Ranu tak menjawab. Pria itu melepas jaketnya dan memasangkannya ke tubuh Hana. “Aku ingin bersamamu lebih lama. Aku merasa senang karena membuat orang yang kusukai menemukan kebahagiaannya hari ini. Aku sangat berharap kau bahagia.”
“Suka? Ma … maksudmu? Tanya Hana bingung.
Ranu mengangguk sembari menatap Hana. “Aku menyukaimu … Hana.”
“I i iya ... terima kasih. Sebaiknya kita turun saja.”
Ranu terkekeh. Ia mencegah langkah gadis itu dengan mencengkeram tangannya.
“Hana apa kau tidak menyukaiku?”
“Aku menyukaimu, karena aku penggemarmu.”
“Kau bisa menjadi lebih dari sekedar penggemarku.” Pria itu meraih dagu Hana kemudian mendekatkan wajahnya ke sana. Secara spontan Hana menahan d**a Ranu dan bergerak mundur.
“Aku tidak bisa,” tolak Hana.
“Apa maksudmu tidak bisa?”
“Aku sudah punya seseorang yang menganggapku lebih dari sekedar penggemar.”
“Kekasihmu dan aku jelas berbeda.”
“Iya, tapi aku mencintainya.”
“Kau masih bisa mencintainya, juga mencintaiku,” ujar Ranu sembari mendekat.
“Aku tidak bisa!” Suara Hana meninggi.
“Kau tak perlu menahan dirimu. Kita bisa menjalaninya semuanya dengan baik selama ini tanpa ada satu pun yang tahu.”
“Kau salah paham! Aku … aku melewati semuanya denganmu tidak lebih dari sekedar kawan. Aku penggemarmu!”
“Apa ...?! Hana … kenapa kau seperti ini?! Apa yang kau takutkan?”
“Tidak ada. Tidak ada yang kutakuti. Aku seperti ini karena aku punya orang lain yang lebih kutakuti jika aku salah padanya.”
“Kau terlalu polos. Pandanglah aku. Aku seratus kali … bukan, tapi seratus ribu kali lebih baik darinya.”

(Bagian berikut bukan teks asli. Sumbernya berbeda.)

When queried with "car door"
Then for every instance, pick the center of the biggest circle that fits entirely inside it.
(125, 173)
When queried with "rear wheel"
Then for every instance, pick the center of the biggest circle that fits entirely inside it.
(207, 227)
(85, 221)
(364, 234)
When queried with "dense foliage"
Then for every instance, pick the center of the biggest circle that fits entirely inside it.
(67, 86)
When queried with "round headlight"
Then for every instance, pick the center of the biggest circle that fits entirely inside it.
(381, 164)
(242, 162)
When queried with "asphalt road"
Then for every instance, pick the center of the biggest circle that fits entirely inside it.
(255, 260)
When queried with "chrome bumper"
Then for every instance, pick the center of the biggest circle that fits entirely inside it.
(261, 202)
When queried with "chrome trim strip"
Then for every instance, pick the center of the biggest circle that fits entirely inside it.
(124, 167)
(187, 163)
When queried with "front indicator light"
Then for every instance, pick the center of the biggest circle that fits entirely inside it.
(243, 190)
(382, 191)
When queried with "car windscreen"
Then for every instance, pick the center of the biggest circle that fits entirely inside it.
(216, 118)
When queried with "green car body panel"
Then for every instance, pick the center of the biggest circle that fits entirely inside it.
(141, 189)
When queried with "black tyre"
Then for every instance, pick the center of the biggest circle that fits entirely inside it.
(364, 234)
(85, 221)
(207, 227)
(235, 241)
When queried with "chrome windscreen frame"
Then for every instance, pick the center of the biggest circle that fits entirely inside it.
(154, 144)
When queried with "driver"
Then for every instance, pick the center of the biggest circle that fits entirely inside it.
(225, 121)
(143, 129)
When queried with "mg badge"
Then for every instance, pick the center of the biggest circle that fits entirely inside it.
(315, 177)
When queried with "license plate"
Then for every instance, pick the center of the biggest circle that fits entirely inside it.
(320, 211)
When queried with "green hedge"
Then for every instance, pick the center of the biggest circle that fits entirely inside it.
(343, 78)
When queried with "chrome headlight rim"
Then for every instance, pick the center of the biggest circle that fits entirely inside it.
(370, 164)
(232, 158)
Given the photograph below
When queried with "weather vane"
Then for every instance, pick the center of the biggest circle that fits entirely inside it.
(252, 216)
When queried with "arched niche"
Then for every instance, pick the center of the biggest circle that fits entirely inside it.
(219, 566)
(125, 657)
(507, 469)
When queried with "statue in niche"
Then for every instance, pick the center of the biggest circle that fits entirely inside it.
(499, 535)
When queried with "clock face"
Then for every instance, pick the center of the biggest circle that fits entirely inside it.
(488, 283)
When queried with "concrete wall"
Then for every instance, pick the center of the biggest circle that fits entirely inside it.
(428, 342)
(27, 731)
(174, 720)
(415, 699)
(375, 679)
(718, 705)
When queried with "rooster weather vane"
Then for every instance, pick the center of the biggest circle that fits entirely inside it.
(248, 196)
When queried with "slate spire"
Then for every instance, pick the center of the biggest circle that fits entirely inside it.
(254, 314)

“Tak penting kau seratus ribu kali lebih baik darinya, yang terpenting bagiku adalah aku nyaman dan bahagia bersamanya. Aku mencintainya!” Jawab Hana berang. Air mata Hana menetes. Entah kenapa ia merasa sedih mendengar Ranu mengatakan hal itu.

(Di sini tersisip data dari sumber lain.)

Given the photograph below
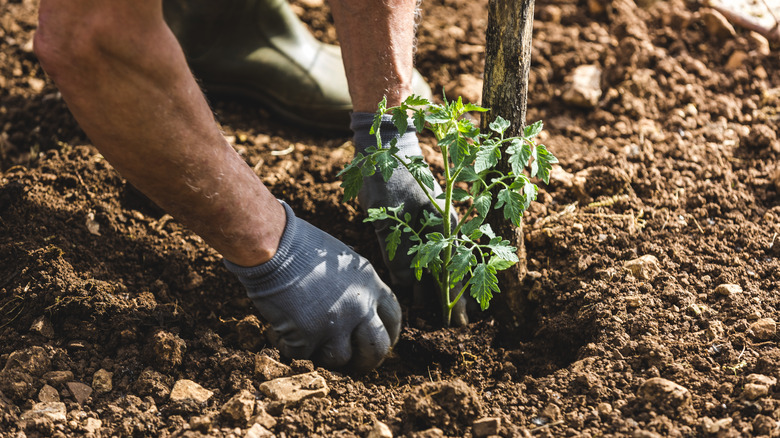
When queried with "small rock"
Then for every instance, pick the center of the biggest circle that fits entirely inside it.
(56, 378)
(728, 290)
(663, 392)
(263, 418)
(92, 425)
(80, 391)
(54, 411)
(717, 25)
(487, 426)
(753, 391)
(185, 390)
(102, 381)
(240, 407)
(643, 268)
(584, 88)
(269, 369)
(713, 427)
(43, 327)
(168, 349)
(380, 430)
(48, 394)
(201, 423)
(763, 330)
(736, 60)
(258, 431)
(290, 390)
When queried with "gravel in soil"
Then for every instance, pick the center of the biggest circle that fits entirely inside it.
(653, 254)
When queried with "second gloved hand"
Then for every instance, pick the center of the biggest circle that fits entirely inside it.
(324, 301)
(400, 188)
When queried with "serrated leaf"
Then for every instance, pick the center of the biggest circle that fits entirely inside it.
(500, 264)
(499, 125)
(512, 203)
(420, 170)
(400, 120)
(503, 249)
(393, 240)
(519, 154)
(472, 107)
(461, 263)
(482, 203)
(353, 180)
(416, 100)
(488, 155)
(543, 161)
(532, 130)
(460, 195)
(483, 283)
(467, 174)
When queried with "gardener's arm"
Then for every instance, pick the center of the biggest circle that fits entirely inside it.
(126, 81)
(377, 42)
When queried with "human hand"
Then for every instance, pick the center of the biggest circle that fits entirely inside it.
(401, 188)
(323, 300)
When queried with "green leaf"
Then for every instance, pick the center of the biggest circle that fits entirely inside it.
(500, 264)
(543, 161)
(400, 120)
(460, 195)
(519, 154)
(420, 170)
(483, 283)
(461, 263)
(472, 107)
(353, 180)
(415, 100)
(482, 203)
(393, 240)
(503, 249)
(512, 202)
(532, 130)
(467, 174)
(499, 125)
(488, 155)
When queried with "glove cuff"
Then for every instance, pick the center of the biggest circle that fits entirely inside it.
(361, 126)
(291, 257)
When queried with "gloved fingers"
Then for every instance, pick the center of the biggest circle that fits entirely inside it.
(370, 344)
(335, 353)
(389, 311)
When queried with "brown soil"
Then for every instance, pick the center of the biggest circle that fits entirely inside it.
(678, 161)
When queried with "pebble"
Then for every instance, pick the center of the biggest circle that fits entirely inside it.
(763, 330)
(728, 289)
(717, 25)
(643, 268)
(584, 89)
(269, 369)
(80, 391)
(240, 407)
(188, 390)
(380, 430)
(663, 392)
(290, 390)
(102, 381)
(48, 394)
(43, 327)
(258, 431)
(486, 426)
(54, 411)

“Haa haa haa haa haa ...” Ranu tertawa dengan keras.
Saking keras tawanya, air matanya sampai keluar dari sudut matanya. Bukan air mata kesedihan atau kecewa. Tapi sungguh, baginya ini hal yang sangat lucu. Bagaimana mungkin Hana mengatakan kalau ia bahagia dan lebih mencintai kekasihnya dibandingkan dirinya yang ia anggap sangat sempurna. “Gadis ini lugu juga bodoh” pikirnya sembari menghapus air matanya sendiri.
“Aku harus pergi,” ujar Hana seraya melangkah meninggalkan Ranu.
Ranu tak tinggal diam. Harga dirinya serasa terinjak dengan perkataan Hana dan semakin berambisi untuk menaklukkan perempuan itu. Ranu melangkah cepat mengejarnya lalu mendekap Hana dari belakang. Hana berusaha meronta agar terlepas dari Ranu. Sayangnya tenaga Hana tak cukup kuat untuk melawan. Pria itu justru semakin kuat merangkul, menyeret dan mendorongnya dengan kasar ke dinding.
“Ayo tidur denganku! Aku akan membuatmu melupakan kekasihmu itu!” Ranu berbicara dengan lembut namun mengandung ancaman tepat di hadapan wajah Hana.